In the legal investigation into the storming of the US Capitol two years ago, the intruder who posed at the desk of top politician Nancy Pelosi has now also been found guilty. He now faces up to 47 years in prison. He had also left Pelosi a piquant note.
A jury in the capital Washington on Monday found Richard Barnett guilty of eight counts. In a separate trial, four members of the far-right US militia Oath Keepers were also found guilty of “seditious conspiracy”.
Barnett was found guilty of, among other things, obstructing an official process and entering an official building with a dangerous or deadly weapon. The sentence is to be announced on May 3rd. The man from the state of Arkansas faces a long prison sentence, prosecutors spoke of up to 47 years in prison.
Barnett, together with hundreds of supporters of President Donald Trump, stormed the Capitol on January 6, 2021, when the election victory of current President Joe Biden was to be finally confirmed there. Barnett then forced his way into the office of then-House Speaker Pelosi.
An AFP photographer snapped the gray-bearded man as he settled into the Democrat’s office chair at Pelosi’s desk and rested his foot on her desk. Barnett thus became one of the most famous faces of the attack on Congress – and was arrested two days later in Arkansas.
At the Capitol, the man nicknamed Bigo had told reporters that he left a note for Pelosi that said, “Nancy, Bigo was here you bitch.” He was armed with a walking stick with a stun gun.
The storming of the Capitol with five fatalities had shaken the United States deeply and caused international horror. Since then, the police have arrested more than 950 suspects, and the legal investigation is ongoing.

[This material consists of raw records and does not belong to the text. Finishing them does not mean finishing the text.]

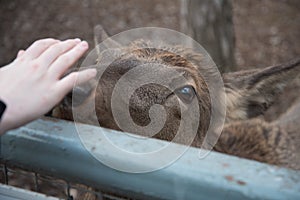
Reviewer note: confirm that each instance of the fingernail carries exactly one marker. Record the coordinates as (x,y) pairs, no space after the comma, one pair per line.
(84,44)
(93,72)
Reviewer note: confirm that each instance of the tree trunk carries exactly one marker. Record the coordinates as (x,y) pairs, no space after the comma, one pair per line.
(209,22)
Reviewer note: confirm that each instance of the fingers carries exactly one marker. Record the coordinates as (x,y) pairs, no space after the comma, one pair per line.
(20,53)
(38,47)
(64,62)
(55,51)
(67,83)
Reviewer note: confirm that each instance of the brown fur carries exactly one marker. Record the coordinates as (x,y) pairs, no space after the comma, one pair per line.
(248,95)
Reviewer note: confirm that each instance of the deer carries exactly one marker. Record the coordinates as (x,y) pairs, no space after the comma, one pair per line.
(248,94)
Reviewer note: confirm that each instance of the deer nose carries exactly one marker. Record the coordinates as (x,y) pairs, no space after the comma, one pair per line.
(78,95)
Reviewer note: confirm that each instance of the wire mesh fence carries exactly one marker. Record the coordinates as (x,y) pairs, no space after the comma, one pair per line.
(51,186)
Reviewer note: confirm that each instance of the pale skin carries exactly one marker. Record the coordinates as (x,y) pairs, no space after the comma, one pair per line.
(33,83)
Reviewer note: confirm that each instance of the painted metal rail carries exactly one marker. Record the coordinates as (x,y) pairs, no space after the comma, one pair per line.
(52,147)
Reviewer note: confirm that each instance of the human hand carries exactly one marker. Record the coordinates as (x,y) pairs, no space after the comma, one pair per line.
(33,83)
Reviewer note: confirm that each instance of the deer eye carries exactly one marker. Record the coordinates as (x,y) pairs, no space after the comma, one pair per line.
(186,93)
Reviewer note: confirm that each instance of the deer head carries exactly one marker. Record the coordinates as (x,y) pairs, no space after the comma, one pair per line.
(248,93)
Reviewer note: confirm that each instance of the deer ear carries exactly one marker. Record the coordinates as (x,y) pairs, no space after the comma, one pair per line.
(250,93)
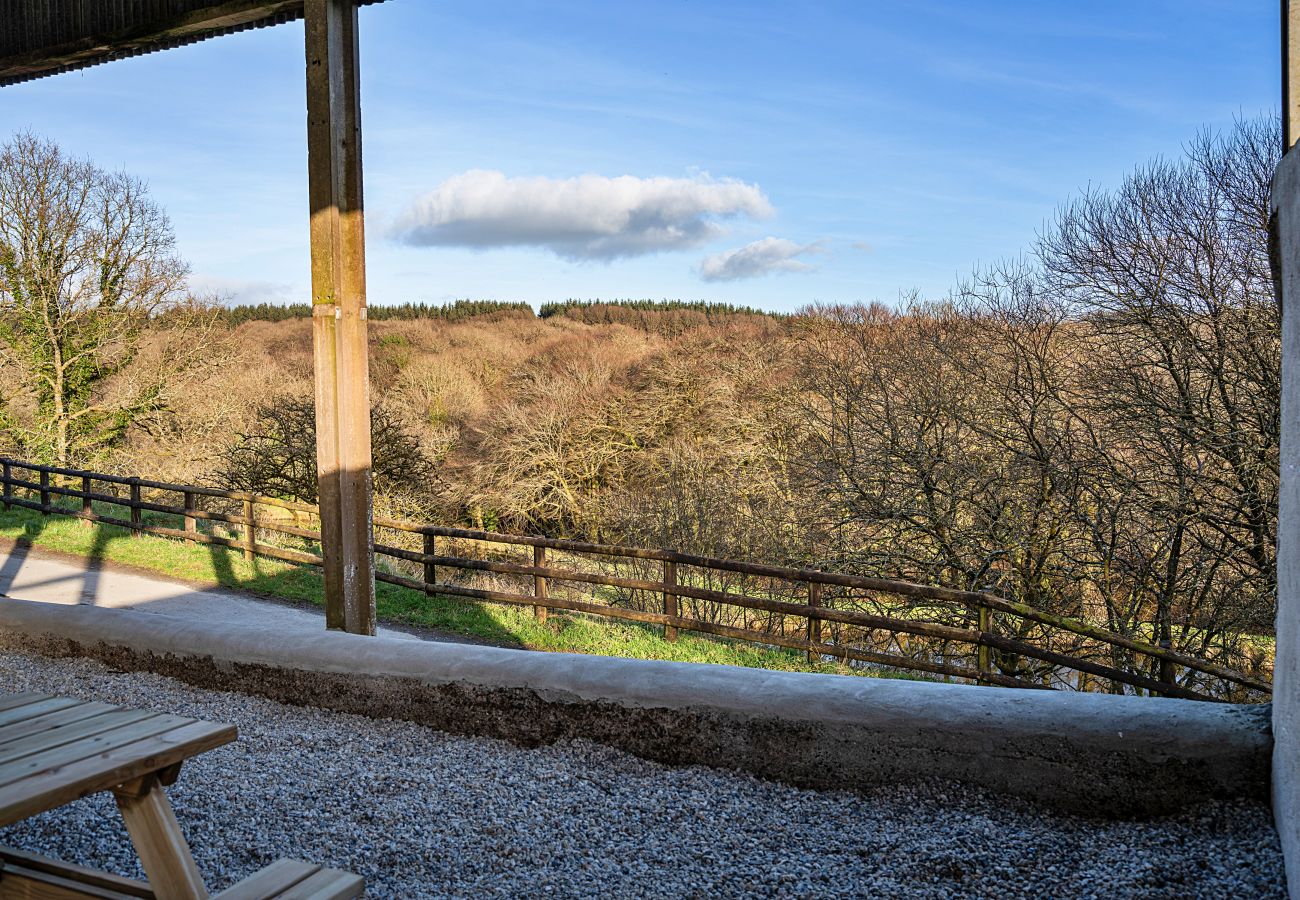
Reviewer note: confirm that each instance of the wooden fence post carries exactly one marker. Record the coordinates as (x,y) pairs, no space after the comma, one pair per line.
(814,623)
(250,531)
(540,583)
(137,519)
(1166,667)
(670,598)
(983,652)
(430,549)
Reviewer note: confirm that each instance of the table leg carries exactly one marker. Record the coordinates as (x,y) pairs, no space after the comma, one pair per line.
(157,840)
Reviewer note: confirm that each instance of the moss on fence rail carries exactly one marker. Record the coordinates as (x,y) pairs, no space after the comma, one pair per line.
(499,624)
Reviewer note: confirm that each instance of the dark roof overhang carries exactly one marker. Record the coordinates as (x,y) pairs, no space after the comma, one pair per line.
(42,38)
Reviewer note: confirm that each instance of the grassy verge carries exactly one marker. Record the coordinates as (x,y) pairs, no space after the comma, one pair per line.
(494,623)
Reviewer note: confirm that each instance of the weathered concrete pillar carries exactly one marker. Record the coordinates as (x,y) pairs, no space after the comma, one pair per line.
(1286,676)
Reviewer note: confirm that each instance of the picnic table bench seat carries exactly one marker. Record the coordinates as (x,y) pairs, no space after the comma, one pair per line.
(56,749)
(29,875)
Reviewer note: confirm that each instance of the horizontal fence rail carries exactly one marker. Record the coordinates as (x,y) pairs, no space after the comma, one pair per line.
(674,588)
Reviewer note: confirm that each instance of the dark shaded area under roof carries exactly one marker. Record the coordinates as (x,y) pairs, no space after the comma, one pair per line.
(42,38)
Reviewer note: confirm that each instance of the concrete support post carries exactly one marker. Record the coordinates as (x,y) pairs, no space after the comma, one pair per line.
(338,314)
(1290,73)
(1286,674)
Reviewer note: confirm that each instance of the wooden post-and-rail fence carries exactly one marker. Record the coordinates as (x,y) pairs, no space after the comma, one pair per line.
(671,585)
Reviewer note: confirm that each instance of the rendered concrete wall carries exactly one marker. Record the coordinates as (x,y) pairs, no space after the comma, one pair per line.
(1286,674)
(1092,753)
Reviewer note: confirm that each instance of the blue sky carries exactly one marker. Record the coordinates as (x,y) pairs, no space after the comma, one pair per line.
(767,154)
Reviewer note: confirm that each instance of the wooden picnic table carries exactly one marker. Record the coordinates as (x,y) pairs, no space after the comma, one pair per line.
(56,749)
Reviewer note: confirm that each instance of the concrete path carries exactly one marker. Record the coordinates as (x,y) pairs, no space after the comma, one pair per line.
(26,574)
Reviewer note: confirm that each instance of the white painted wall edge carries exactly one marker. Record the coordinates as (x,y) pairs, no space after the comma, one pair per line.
(1095,753)
(1286,669)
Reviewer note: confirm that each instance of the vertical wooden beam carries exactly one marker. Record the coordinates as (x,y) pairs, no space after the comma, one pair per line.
(430,549)
(1290,73)
(814,623)
(250,531)
(137,516)
(540,582)
(338,314)
(670,598)
(983,652)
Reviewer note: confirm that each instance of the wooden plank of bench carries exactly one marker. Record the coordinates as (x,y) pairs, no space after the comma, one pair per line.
(39,877)
(27,727)
(269,882)
(39,706)
(11,700)
(63,735)
(326,885)
(109,767)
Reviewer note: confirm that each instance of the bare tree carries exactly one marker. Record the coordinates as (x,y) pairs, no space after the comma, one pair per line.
(277,457)
(86,260)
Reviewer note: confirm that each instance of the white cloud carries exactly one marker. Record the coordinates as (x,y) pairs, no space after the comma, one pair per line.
(584,217)
(235,291)
(758,259)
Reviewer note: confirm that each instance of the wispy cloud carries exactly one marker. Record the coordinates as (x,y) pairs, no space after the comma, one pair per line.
(242,290)
(758,259)
(589,217)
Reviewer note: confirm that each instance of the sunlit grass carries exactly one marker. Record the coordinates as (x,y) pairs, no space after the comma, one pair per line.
(495,623)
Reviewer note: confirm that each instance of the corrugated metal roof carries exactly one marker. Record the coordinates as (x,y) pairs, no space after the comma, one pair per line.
(42,38)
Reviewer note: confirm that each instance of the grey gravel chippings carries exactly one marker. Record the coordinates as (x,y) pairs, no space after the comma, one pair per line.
(421,813)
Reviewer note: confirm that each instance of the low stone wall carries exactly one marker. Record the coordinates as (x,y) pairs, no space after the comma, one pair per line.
(1091,753)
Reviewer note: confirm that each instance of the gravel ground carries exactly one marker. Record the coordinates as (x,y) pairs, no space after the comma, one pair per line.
(421,813)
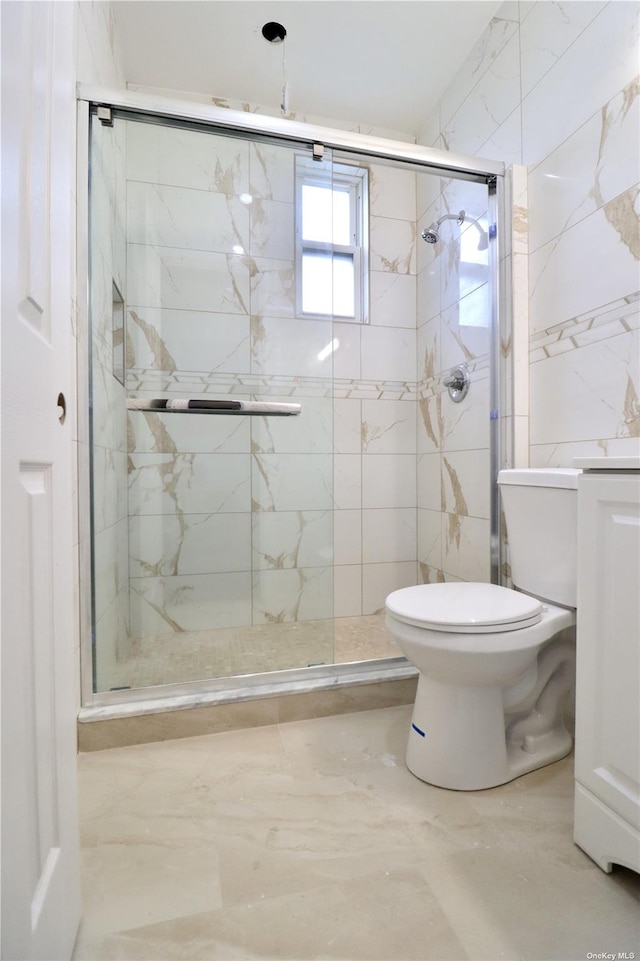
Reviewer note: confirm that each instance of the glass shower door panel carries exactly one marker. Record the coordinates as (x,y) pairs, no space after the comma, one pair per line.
(229,517)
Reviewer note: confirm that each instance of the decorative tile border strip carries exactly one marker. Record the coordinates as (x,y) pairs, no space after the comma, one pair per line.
(478,370)
(618,317)
(267,386)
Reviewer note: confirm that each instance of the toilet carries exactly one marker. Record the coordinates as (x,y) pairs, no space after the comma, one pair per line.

Four members of the Oath Keepers were also found guilty in a trial separate from Barnett’s trial on Monday. A jury in Washington found her guilty of “seditious conspiracy” against the US government. Oath Keepers founder Stewart Rhodes was found guilty of this particularly serious charge in November.
Impeachment proceedings had been initiated against ex-President Trump, who had called on his supporters to march on the Capitol, because of the storming of the Capitol, but failed in the Senate. Last November, US Attorney General Merrick Garland appointed a special counsel to examine, among other things, Trump’s role in what happened.
In December, a parliamentary investigative committee recommended that the US judiciary initiate criminal proceedings against the ex-president. Among other things, it is about the accusation of inciting or aiding in the uprising and of obstructing an official process.